Stuck on an issue?

Lightrun Answers was designed to reduce the constant googling that comes with debugging 3rd party libraries. It collects links to all the places you might be looking at while hunting down a tough bug.

And, if you’re still stuck at the end, we’re happy to hop on a call to see how we can help out.

Performance regression with duplicate index 0.11.1->0.11.2

See original GitHub issue

I am using histplot for plotting simple histogram plots for medium sized data-sizes.

I was using histplot for histogram determinations in my dataset using 0.11.1 and all worked very nicely and fast.

Then upon upgrading to 0.11.2 it suddenly never finishes and I am stuck in plotting stuff…

I have a plotting script looking like this:

plt.figure()
sns.histplot(data=df, x="AllocCores", binwidth=1, discrete=True, log_scale=(False, True))

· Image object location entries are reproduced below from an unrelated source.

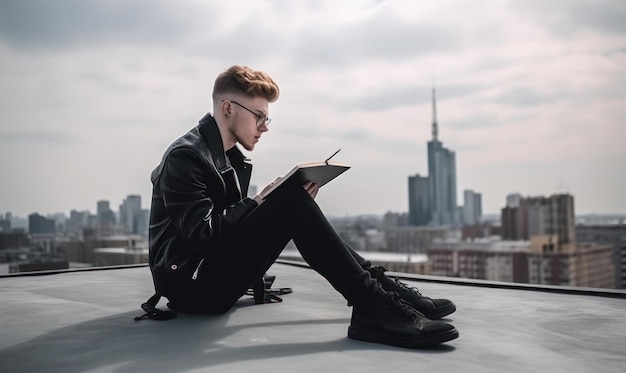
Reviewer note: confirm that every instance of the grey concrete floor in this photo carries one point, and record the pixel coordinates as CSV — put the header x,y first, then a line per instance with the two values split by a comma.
x,y
83,322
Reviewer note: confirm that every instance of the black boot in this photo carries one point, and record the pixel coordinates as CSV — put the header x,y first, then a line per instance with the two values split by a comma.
x,y
432,308
385,318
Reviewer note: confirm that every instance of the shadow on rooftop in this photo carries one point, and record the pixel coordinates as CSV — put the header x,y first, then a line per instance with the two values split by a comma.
x,y
117,343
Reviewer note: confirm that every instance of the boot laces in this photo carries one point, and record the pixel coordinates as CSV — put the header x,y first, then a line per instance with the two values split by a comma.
x,y
404,287
379,272
395,302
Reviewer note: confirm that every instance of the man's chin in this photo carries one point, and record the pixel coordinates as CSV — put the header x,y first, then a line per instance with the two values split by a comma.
x,y
248,147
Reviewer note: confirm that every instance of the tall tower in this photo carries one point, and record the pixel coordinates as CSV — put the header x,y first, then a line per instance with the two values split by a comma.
x,y
442,178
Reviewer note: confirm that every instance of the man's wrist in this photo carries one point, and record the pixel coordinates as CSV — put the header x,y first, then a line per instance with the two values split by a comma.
x,y
258,199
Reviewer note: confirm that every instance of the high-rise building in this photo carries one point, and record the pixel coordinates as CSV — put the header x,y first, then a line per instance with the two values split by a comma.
x,y
442,177
40,224
132,216
419,200
472,207
534,216
613,235
104,213
437,205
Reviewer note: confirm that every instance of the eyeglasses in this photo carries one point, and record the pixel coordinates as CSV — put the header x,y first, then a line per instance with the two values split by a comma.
x,y
261,119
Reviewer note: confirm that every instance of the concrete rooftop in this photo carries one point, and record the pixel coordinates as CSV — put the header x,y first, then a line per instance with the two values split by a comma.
x,y
83,322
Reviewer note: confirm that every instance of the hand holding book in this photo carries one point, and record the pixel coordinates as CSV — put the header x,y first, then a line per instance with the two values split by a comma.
x,y
311,176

The data-frame has 789412 entries and the span of the data df["AllocCores"].min / max is 1, 1200. So 1200 bins which I agree is very large but required in our analysis plots 😉

Using 0.11.1 I get this:

$> time python script.py
seaborn version = 0.11.1
Starting to plot...
Choosing binwidth = 120
Choosing binwidth = 1070
Choosing binwidth = 16
Choosing binwidth = 16
python script.py  40.34s user 0.83s system 155% cpu 26.479 total

note that this is plotting 16 files in less than a minute.

Using 0.11.2 I get this:

$> time python script.py
seaborn version = 0.11.2
Starting to plot...

it basically never ends… I have waited more than 10 minutes, but it isn’t even done with the 1st plot.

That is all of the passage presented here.